= Sitadevi Khadanga =

Indian Odia writer

Sitadevi Khadanga (1902–1983) was an Odia dramatist, novelist, poet and translator from Odisha, India. Her writings mostly set in rural Odisha which depicts social problems of the area in the 20th-century. Her contribution to Odia poetry is considered to be a landmark in Odia literature.

==Life==
Khadanga was born in 1902 to an orthodox Brahmin family in Asika of Ganjam district. She received no formal education, but was home schooled by a visiting teacher. She was married to a school teacher named Banchhanidhi Khadanga of Gopalpur Sasan, Sorada, Ganjam district. She died in 1983.

==Works==
Khadanga wrote social dramas during the 1950s which were staged in various places in Ganjam. She established a theatre known as Harihar Natya Mandir, and a literary institute, Krishna Singh Sahitya Parishad, both in Asika.
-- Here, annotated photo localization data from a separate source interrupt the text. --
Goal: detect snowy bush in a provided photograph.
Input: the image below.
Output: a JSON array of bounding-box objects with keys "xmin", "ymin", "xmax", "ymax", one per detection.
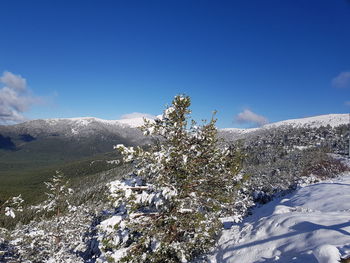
[
  {"xmin": 98, "ymin": 95, "xmax": 245, "ymax": 262},
  {"xmin": 239, "ymin": 141, "xmax": 350, "ymax": 205},
  {"xmin": 8, "ymin": 210, "xmax": 89, "ymax": 263},
  {"xmin": 0, "ymin": 195, "xmax": 24, "ymax": 219},
  {"xmin": 0, "ymin": 171, "xmax": 95, "ymax": 263},
  {"xmin": 36, "ymin": 171, "xmax": 75, "ymax": 217},
  {"xmin": 301, "ymin": 152, "xmax": 349, "ymax": 179}
]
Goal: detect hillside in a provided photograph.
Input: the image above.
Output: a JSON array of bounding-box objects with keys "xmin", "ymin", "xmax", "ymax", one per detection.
[
  {"xmin": 209, "ymin": 167, "xmax": 350, "ymax": 263},
  {"xmin": 221, "ymin": 114, "xmax": 349, "ymax": 140},
  {"xmin": 0, "ymin": 113, "xmax": 348, "ymax": 203},
  {"xmin": 0, "ymin": 117, "xmax": 149, "ymax": 168},
  {"xmin": 0, "ymin": 117, "xmax": 150, "ymax": 203},
  {"xmin": 1, "ymin": 114, "xmax": 348, "ymax": 167}
]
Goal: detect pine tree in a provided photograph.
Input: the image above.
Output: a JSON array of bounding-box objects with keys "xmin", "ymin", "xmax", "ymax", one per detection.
[{"xmin": 99, "ymin": 95, "xmax": 245, "ymax": 263}]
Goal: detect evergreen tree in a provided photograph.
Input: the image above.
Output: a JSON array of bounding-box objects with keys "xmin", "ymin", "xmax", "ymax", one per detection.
[{"xmin": 99, "ymin": 95, "xmax": 245, "ymax": 263}]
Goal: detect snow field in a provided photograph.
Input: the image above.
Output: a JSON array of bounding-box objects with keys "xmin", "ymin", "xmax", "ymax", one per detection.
[{"xmin": 209, "ymin": 173, "xmax": 350, "ymax": 263}]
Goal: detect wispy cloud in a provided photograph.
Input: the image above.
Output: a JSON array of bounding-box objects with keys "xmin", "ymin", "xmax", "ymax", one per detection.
[
  {"xmin": 345, "ymin": 101, "xmax": 350, "ymax": 106},
  {"xmin": 235, "ymin": 109, "xmax": 268, "ymax": 127},
  {"xmin": 332, "ymin": 71, "xmax": 350, "ymax": 89},
  {"xmin": 0, "ymin": 71, "xmax": 41, "ymax": 124},
  {"xmin": 120, "ymin": 112, "xmax": 156, "ymax": 120}
]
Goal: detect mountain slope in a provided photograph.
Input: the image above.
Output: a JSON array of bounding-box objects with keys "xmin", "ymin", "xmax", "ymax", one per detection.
[
  {"xmin": 209, "ymin": 171, "xmax": 350, "ymax": 263},
  {"xmin": 0, "ymin": 117, "xmax": 151, "ymax": 203},
  {"xmin": 220, "ymin": 114, "xmax": 349, "ymax": 155},
  {"xmin": 0, "ymin": 113, "xmax": 348, "ymax": 173},
  {"xmin": 0, "ymin": 113, "xmax": 348, "ymax": 204},
  {"xmin": 0, "ymin": 117, "xmax": 151, "ymax": 170}
]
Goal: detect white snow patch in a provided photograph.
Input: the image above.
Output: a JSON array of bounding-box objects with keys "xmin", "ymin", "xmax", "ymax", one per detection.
[
  {"xmin": 106, "ymin": 160, "xmax": 120, "ymax": 165},
  {"xmin": 209, "ymin": 173, "xmax": 350, "ymax": 263},
  {"xmin": 220, "ymin": 127, "xmax": 259, "ymax": 135},
  {"xmin": 97, "ymin": 247, "xmax": 129, "ymax": 263},
  {"xmin": 294, "ymin": 145, "xmax": 311, "ymax": 151},
  {"xmin": 71, "ymin": 128, "xmax": 79, "ymax": 135},
  {"xmin": 313, "ymin": 244, "xmax": 340, "ymax": 263},
  {"xmin": 116, "ymin": 117, "xmax": 152, "ymax": 128},
  {"xmin": 100, "ymin": 215, "xmax": 123, "ymax": 234}
]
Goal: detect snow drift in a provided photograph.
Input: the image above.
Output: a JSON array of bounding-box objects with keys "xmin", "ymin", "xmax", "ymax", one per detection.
[{"xmin": 209, "ymin": 173, "xmax": 350, "ymax": 263}]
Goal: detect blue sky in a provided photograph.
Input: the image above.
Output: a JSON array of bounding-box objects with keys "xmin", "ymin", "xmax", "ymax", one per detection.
[{"xmin": 0, "ymin": 0, "xmax": 349, "ymax": 128}]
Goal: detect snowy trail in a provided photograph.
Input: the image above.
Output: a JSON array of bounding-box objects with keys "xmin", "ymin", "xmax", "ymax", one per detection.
[{"xmin": 209, "ymin": 173, "xmax": 350, "ymax": 263}]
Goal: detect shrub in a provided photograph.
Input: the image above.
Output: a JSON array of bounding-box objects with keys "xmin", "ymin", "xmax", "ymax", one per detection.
[
  {"xmin": 301, "ymin": 152, "xmax": 349, "ymax": 179},
  {"xmin": 1, "ymin": 172, "xmax": 89, "ymax": 263}
]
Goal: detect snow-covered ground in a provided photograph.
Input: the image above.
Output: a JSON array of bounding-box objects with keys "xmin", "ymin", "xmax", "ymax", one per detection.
[{"xmin": 209, "ymin": 172, "xmax": 350, "ymax": 263}]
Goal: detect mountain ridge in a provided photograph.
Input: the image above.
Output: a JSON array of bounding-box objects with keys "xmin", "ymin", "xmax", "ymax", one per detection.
[
  {"xmin": 0, "ymin": 113, "xmax": 348, "ymax": 172},
  {"xmin": 223, "ymin": 113, "xmax": 349, "ymax": 130},
  {"xmin": 221, "ymin": 113, "xmax": 349, "ymax": 137},
  {"xmin": 2, "ymin": 113, "xmax": 348, "ymax": 131}
]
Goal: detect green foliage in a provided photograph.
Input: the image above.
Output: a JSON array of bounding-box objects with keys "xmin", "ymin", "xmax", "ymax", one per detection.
[
  {"xmin": 0, "ymin": 152, "xmax": 121, "ymax": 205},
  {"xmin": 0, "ymin": 172, "xmax": 89, "ymax": 263},
  {"xmin": 102, "ymin": 95, "xmax": 244, "ymax": 262},
  {"xmin": 301, "ymin": 149, "xmax": 350, "ymax": 179},
  {"xmin": 0, "ymin": 159, "xmax": 128, "ymax": 229}
]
After her marriage, she began reading plays, and perceived them as a superior literary form. After her children left home for higher education she started writing plays. Her first play was Sahodar (Brother), which was based on her life experiences. It has been described by her as "the story of a woman's life among her husband and children in a middle-class family". Her other plays include Nari (Women), Poshyaputra (Adopted Son), Naisthika (An Orthodox), Prachin Panthi (Old-fashioned), Kshudhara Pida (The Pain of Hunger) and Matrihina (Motherless). Her play Mandir Prabesh deals with the rights of Harijan (Dalits) to enter Hindu temples.

Khadanga's first novel was an adoption of her own play Poshyaputra, which is based on a variety of problems in society. Agraja (Elder Brother), containing 27 chapters, is a socio-political novel. Pratyabartan (Return; 1969) is based on rural life in Orissa. Mora Jeevan Smriti (Memories of My Life; 1978) is an autobiography. She translated Rabindranath Tagore's Ghare Baire from Bengali into Odia. She also wrote poems which played a significant role in the cultural renaissance of Odisha. Her contribution to Odia poetry is considered to be a landmark in Odia literature.